Significant works and honors
- Buildings: William Ulmer Brewery Conversion;

Website
- Official website

= DXA Studio =

American architecture firm

DXA Studio is an American architecture firm based in New York City and known for its work on the conversion of the William Ulmer Brewery in Brooklyn and the design of The Rowan Astoria, a residential development in Queens that set a record in 2021 for the most expensive condominium unit sold in the borough.

==History==
Founded in 2011 by Jordan Rogove and Wayne Norbeck, DXA studio emphasizes authenticity, sustainability, and originality in architecture.

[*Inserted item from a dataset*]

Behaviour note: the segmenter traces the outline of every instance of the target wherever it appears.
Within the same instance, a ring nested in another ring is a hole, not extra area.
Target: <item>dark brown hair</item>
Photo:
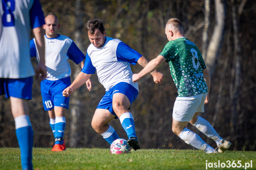
[[[98,19],[90,20],[87,21],[86,28],[87,33],[90,34],[94,34],[95,30],[97,28],[99,29],[102,34],[103,34],[105,30],[102,21]]]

In 2022, DXA Studio released its first monograph, DXA NYC: 10 Years of Building on History, published by ORO. The book explores DXA’s practice through 14 projects that consider New York City as a laboratory, embracing history as a constructive and critical influence. The book also includes writing by Gregory Rogove, Russell Shorto and Judith Zilczer.

Maverick Chelsea, located in Manhattan's Chelsea neighborhood, is the firm’s largest project to date. Opened in 2022, it features two side-by-side towers with a faceted column and spandrel grid façade, with condo and rental units, including affordable housing under the NYC Inclusionary Housing and Fair Housing Acts. In 2022, Justin Davidson of New York Magazine sought the firm's expertise for potential renovation ideas for the imperiled West-Park Presbyterian Church at 165 86th Street. DXA Studio proposed three options that preserved as much of the core structure as possible and added new apartments with a façade respecting the neighborhood context.

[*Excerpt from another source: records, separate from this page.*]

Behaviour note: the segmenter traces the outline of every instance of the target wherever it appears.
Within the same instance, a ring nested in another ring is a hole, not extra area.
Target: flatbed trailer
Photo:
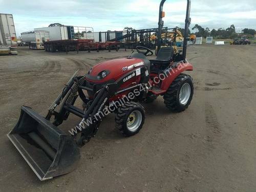
[[[120,42],[94,42],[93,39],[77,40],[58,40],[45,42],[45,50],[47,52],[66,52],[70,51],[96,50],[98,52],[102,50],[115,49],[118,50],[120,48]]]

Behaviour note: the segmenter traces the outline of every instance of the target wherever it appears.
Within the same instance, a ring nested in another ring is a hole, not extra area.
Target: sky
[[[190,28],[256,29],[256,0],[191,0]],[[0,13],[13,15],[17,36],[59,23],[94,32],[157,28],[160,0],[0,0]],[[184,28],[186,0],[167,0],[164,26]]]

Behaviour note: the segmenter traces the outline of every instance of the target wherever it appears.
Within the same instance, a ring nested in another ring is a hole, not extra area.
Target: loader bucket
[[[80,158],[71,136],[28,106],[7,136],[41,181],[72,172]]]

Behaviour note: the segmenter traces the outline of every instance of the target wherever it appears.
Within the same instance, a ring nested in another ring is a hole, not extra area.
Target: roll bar
[[[157,34],[157,51],[160,50],[159,48],[161,48],[161,35],[162,34],[162,28],[164,25],[164,22],[163,20],[163,4],[165,2],[166,0],[162,0],[159,6],[159,15],[158,19],[158,33]],[[188,36],[188,27],[191,23],[191,18],[190,17],[190,5],[191,0],[187,0],[187,10],[186,13],[186,19],[185,19],[185,28],[184,28],[184,40],[183,40],[183,48],[182,50],[182,56],[183,60],[185,60],[186,59],[186,54],[187,51],[187,37]]]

In 2023, the firm completed The Labs on 121, a life science building in Harlem, New York, and 110 North 1st Street, a residential project in Williamsburg, Brooklyn rooted in health and wellness.

The Rowan Astoria, designed by DXA Studio, is one of the largest residential projects in Astoria, Queens and has also set records for condominium sales in the area. The six-story building consists of 16-unit condos attached to a glass lobby with a green roof surrounded by a landscaped entrance plaza and private garden. The façade features intricate masonry.

Other restoration and renovation projects by DXA Studio include the landmark William Ulmer Brewery restoration in Bushwick, New York - originally designed by renowned architect Theobald Engelhardt, DXA Studio transformed it into a new commercial and manufacturing center; 827-831 Broadway, a 70,000 SF commercial building in lower Manhattan, once Willem de Kooning’s former studio space - DXA Studio restored the original 1890s cast-iron façade and design a new vertical enlargement that celebrates the cultural significance of the building; 49 Greene Street in SoHo’s Cast-Iron District, the Mt. Pleasant Baptist Church conversion on West 81st Street.